A música é a decolagem para um lugar que nem existe

Músico conta histórias de sua vida e faz apresentações na quinta, sexta e sábado


Por Carime Elmor

20/12/2017 às 19h55- Atualizada 28/12/2017 às 08h56

Dudu faz solo com seus contrabaixos em OAndarDeBaixo, hoje, às 20h, no projeto “Música de quinta”. (Foto: Olavo Prazeres)

Em um jardim com sonoridade construída por revoadas, que todo dia se misturam ao som de seu contrabaixo, sentamos eu e Dudu Lima e conversamos durante a tarde da última terça-feira (18). Ele acabava de chegar de viagem, não passa um ano se quer sem dar um pulo a Cabo Frio (RJ) com a família, praia que visita desde os 8 anos, a idade de Benito, seu filho com cabelos de cachinhos como os do pai.

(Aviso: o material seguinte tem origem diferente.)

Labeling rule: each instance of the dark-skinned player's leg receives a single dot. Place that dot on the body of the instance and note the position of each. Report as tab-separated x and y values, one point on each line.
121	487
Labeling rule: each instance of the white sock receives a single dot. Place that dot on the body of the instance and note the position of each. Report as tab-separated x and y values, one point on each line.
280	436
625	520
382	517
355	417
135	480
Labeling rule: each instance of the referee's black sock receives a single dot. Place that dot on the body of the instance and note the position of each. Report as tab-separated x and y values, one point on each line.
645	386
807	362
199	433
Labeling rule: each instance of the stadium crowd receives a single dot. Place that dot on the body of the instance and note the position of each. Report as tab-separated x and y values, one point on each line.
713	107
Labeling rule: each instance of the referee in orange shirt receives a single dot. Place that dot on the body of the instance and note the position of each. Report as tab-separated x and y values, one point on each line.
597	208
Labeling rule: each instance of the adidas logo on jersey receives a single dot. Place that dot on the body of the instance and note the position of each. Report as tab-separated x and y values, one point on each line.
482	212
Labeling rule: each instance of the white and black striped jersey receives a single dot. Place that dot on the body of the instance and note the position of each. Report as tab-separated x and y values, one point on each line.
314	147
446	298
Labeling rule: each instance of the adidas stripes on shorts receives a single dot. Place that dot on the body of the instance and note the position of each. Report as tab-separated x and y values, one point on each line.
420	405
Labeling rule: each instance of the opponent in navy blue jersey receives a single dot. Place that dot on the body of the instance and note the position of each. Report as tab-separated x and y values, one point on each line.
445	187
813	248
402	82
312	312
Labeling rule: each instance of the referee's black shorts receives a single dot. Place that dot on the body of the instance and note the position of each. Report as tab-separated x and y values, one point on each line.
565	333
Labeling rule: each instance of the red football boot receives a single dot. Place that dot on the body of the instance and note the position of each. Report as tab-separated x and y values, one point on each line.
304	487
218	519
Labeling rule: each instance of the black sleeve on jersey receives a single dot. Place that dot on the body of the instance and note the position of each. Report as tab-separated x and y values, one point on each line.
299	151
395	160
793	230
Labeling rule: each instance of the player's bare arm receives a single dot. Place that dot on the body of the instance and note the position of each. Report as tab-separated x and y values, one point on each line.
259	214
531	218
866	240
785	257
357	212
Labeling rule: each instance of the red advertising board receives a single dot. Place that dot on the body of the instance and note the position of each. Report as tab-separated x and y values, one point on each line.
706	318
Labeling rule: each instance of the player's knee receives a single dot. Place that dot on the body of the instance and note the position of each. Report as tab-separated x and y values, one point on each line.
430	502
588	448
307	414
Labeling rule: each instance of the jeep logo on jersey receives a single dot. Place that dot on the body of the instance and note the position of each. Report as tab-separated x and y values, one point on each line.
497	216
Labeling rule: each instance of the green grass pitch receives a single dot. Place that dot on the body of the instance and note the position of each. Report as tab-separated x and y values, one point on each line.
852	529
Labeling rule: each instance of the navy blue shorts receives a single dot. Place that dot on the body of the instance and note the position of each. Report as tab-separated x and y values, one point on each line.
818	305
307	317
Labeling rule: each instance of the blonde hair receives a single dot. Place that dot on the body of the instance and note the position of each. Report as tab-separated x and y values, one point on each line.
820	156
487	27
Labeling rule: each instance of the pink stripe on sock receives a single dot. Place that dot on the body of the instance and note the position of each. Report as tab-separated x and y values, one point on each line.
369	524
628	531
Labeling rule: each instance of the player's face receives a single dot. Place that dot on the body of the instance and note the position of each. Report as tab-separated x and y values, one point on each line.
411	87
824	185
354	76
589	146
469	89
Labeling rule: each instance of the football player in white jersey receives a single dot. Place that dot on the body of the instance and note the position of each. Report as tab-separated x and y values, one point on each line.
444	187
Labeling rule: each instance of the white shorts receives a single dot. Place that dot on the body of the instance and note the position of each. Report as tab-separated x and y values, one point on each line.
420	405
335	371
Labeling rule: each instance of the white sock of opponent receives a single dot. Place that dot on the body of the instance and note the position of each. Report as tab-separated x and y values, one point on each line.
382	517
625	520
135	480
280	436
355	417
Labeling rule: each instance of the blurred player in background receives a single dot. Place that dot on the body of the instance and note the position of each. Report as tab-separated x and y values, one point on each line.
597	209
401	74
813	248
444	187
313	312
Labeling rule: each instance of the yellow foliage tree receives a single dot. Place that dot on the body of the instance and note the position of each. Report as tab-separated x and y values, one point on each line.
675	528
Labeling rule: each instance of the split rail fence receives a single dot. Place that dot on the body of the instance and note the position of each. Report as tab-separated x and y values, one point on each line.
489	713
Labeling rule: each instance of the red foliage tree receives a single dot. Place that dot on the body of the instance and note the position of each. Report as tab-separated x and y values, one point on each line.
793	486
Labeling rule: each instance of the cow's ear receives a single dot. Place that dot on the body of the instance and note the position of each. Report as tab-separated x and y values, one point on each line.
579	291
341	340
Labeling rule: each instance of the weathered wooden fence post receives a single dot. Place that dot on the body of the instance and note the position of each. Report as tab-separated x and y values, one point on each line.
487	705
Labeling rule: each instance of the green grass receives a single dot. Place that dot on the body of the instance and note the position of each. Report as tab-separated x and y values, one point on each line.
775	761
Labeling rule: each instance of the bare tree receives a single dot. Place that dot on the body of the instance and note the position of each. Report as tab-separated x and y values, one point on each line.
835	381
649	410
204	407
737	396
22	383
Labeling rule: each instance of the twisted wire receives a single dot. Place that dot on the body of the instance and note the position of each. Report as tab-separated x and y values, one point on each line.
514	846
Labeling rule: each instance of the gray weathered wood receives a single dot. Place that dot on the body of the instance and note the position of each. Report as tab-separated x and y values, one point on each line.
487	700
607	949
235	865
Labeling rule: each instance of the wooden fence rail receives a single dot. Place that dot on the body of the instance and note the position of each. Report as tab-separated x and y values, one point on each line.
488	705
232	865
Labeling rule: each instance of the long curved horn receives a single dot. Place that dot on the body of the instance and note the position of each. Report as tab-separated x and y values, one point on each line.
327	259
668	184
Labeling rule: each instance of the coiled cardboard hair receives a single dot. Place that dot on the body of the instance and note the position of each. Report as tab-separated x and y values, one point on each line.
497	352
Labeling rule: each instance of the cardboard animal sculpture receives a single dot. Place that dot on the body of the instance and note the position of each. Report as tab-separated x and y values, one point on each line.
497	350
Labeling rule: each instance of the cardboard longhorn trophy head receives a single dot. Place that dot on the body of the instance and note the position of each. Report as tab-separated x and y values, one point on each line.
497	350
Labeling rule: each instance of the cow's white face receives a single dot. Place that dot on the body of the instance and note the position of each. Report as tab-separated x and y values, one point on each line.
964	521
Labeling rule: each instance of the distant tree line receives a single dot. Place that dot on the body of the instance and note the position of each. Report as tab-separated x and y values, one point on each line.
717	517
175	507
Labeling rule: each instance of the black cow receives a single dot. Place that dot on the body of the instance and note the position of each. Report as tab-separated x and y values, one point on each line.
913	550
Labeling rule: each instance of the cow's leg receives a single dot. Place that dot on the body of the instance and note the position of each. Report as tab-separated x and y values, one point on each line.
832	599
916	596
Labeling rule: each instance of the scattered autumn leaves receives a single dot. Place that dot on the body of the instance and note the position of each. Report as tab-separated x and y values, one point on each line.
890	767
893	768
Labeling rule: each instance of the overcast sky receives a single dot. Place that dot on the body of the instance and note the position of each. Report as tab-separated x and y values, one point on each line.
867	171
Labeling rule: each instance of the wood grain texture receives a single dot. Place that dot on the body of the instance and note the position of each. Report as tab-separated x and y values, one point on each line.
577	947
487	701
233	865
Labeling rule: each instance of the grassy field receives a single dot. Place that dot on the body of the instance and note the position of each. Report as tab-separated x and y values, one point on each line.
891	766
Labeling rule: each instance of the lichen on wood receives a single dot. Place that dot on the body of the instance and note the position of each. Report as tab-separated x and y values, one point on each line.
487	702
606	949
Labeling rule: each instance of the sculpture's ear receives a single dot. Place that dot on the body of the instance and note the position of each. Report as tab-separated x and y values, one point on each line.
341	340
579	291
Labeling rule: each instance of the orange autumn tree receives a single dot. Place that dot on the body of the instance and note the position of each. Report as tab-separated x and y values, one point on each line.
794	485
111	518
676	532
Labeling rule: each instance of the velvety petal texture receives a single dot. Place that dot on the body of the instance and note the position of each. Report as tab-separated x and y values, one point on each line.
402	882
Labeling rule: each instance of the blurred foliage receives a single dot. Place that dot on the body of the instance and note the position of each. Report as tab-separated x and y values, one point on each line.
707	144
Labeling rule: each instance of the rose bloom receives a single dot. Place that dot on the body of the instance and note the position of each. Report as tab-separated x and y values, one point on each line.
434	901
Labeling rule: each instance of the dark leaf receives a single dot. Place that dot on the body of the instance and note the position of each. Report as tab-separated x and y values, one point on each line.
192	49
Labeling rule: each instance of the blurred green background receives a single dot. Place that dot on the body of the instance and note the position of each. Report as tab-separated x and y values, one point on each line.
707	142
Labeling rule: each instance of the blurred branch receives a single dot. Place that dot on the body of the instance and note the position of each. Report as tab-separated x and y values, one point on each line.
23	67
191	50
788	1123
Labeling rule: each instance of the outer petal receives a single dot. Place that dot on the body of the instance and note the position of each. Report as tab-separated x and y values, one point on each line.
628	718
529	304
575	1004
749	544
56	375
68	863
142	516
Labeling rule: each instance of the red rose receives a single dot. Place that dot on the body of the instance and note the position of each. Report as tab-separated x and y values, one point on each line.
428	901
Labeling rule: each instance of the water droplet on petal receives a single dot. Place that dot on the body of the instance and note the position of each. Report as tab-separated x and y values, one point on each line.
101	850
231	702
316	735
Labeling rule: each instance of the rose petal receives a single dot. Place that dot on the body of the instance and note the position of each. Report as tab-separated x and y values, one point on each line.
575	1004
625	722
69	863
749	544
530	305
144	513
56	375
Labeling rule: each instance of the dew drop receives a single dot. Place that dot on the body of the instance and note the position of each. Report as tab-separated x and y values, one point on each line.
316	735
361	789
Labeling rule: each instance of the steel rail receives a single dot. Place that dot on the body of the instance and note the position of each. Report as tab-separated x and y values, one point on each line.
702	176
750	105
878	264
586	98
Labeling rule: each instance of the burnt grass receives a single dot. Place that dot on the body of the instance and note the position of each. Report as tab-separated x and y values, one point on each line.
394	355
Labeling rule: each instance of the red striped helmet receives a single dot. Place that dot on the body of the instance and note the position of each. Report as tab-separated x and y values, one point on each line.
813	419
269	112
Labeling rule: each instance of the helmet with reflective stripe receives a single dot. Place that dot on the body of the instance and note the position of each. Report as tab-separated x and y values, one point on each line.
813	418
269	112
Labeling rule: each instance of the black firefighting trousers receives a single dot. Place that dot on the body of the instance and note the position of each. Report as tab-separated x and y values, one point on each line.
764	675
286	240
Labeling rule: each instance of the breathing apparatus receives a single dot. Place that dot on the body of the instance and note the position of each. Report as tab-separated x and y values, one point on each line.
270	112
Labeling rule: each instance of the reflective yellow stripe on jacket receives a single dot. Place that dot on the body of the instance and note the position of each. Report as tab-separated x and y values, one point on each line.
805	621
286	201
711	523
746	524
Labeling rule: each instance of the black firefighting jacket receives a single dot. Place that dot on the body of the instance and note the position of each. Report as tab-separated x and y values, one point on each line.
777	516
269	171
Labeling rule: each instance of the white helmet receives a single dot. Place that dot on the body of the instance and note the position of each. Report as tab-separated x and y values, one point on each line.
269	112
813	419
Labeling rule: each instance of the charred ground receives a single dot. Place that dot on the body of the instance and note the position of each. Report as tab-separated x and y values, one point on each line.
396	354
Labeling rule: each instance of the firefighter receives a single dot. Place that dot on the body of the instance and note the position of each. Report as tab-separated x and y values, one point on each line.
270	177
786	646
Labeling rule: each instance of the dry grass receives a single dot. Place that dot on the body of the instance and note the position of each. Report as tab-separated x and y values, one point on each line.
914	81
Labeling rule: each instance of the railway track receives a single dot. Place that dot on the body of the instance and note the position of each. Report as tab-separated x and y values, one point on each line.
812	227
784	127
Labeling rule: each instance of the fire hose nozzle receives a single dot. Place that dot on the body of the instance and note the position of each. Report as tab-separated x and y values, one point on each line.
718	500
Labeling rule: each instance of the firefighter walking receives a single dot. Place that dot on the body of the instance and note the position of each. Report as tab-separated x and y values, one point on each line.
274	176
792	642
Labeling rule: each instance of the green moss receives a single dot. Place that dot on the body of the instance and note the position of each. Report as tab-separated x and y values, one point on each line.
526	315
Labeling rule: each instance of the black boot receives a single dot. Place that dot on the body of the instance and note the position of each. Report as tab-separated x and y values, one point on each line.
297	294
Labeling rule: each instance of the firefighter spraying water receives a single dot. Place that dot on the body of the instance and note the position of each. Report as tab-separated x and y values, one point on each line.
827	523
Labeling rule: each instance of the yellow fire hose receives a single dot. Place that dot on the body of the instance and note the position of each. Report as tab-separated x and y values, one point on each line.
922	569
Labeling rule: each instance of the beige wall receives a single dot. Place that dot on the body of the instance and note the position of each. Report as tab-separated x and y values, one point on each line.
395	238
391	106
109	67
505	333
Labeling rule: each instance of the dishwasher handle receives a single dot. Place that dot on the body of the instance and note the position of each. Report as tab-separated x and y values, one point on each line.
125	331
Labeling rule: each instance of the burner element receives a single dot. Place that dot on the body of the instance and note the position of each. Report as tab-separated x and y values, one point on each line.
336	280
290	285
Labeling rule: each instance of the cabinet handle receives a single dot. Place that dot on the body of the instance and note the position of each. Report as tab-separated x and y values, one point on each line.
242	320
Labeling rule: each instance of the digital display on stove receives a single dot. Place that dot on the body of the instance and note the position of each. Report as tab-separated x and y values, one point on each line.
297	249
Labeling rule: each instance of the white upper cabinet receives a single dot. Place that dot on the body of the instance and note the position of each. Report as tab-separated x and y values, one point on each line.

E pensar nele, desde já, sentado na bateria tentando acompanhar Dudu no dedilhar das cordas graves é de tamanha ternura. Tanto a cidade litorânea quanto o filho se traduzem em nomes de músicas criadas por Dudu, que, além de instrumentista profissional desde 14 anos, foi se encontrando nas composições próprias que nascem de seu contrabaixo, sempre abertas para a possibilidade jazzista de ganhar arranjos de outros instrumentos, principalmente improvisos.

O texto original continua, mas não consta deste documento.